In general, is the set of species combinators and basic species selected based on some principles, or mainly ad hoc?

species combinators and basic species

[I can't offhand answer your question about k-permutations]

The basic species are far from ad-hoc: they are called 'atomic species' and correspond exactly to certain group actions (exactly == bijectively). There is a fundamental decomposition theorem for species which says that they call be decomposed into sums of products of atomic species. The basic species that are then used in examples are the ones that "show up" earliest, since species come with a grading.

The combinators are a little bit ad hoc, but easily justified: most of them correspond to very natural operations on formal power series OR very natural operations on combinatorial structures OR very natural categorical operations. The main combinators are those which are in fact 'natural' in all 3 senses.

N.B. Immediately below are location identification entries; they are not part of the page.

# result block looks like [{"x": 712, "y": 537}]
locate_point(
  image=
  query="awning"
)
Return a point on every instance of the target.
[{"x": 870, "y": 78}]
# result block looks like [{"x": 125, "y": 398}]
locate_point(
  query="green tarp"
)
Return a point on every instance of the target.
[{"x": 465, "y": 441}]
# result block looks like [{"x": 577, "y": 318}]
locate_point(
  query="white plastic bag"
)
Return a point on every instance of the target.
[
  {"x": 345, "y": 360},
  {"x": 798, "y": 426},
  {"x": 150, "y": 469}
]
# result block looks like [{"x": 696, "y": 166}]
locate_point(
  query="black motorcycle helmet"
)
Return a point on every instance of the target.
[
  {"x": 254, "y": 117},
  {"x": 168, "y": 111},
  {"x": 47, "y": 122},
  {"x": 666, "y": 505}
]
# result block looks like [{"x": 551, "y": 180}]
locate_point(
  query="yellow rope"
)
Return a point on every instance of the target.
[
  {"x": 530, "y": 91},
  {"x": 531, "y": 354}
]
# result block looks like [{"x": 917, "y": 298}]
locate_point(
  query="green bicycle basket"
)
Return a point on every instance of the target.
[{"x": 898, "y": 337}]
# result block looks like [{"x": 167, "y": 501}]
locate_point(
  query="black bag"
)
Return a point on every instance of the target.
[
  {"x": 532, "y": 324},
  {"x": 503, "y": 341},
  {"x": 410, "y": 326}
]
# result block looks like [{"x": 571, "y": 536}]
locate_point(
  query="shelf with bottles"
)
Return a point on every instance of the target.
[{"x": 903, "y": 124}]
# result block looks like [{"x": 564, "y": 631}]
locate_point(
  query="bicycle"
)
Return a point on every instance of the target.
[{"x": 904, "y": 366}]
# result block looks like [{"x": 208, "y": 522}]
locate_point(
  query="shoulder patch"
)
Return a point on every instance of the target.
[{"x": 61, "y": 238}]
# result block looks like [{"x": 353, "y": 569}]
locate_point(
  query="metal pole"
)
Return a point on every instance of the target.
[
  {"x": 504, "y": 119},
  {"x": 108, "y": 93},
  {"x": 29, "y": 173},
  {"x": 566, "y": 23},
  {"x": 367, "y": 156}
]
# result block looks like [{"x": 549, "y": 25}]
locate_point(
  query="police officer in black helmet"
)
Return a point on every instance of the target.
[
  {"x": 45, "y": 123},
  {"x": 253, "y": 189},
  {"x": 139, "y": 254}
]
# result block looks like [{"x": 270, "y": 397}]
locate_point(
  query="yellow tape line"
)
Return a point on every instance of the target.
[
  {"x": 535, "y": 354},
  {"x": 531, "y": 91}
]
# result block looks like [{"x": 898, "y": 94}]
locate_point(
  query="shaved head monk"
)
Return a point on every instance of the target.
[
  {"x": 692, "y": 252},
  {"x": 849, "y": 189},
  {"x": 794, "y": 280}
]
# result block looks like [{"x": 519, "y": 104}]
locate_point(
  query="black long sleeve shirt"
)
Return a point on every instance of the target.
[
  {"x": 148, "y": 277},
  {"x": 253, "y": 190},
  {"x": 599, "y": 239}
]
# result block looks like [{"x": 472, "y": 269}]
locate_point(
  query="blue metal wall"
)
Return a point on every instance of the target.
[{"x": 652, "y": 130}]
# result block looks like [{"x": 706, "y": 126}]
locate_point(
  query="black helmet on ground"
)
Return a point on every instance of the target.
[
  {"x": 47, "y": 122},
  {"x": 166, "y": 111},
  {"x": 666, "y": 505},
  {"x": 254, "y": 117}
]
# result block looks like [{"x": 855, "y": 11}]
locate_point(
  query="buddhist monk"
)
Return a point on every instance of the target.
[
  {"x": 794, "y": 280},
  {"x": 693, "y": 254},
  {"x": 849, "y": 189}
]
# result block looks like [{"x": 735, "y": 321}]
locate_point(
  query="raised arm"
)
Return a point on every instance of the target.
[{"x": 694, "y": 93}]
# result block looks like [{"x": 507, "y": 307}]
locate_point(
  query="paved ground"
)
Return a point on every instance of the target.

All of this is carefully explained in the Bergeron-Labelle-Leroux book (end of chapter 2).

Resolving

The book he refers to is this one: Combinatorial Species and Tree-like Structures. It's an enjoyable read and also a must-read for anyone interested in species.

Thank you for

Thank you for clarification!

There is a fundamental decomposition theorem for species which says that they call be decomposed into sums of products of atomic species. The basic species that are then used in examples are the ones that "show up" earliest, since species come with a grading.

The part that confused me was that the notion of atomic was "not atomic enough" - some of atomic species are not basic (e.g., E product E, IIRC). Thus the decomposition theorem does not explain the choice of basic species. I think I indeed need to read the book... Thanks again!

Small clarification

E product E is not atomic, it is 'molecular'. E is atomic.

Bigger clarification

Sorry, I should have checked my notes - I meant E2 o E2 (composition).

I'll get back on this later

I'm at a conference in Paris without access to my own notes, and this is not an 'easy' question. I will return to this when I get back.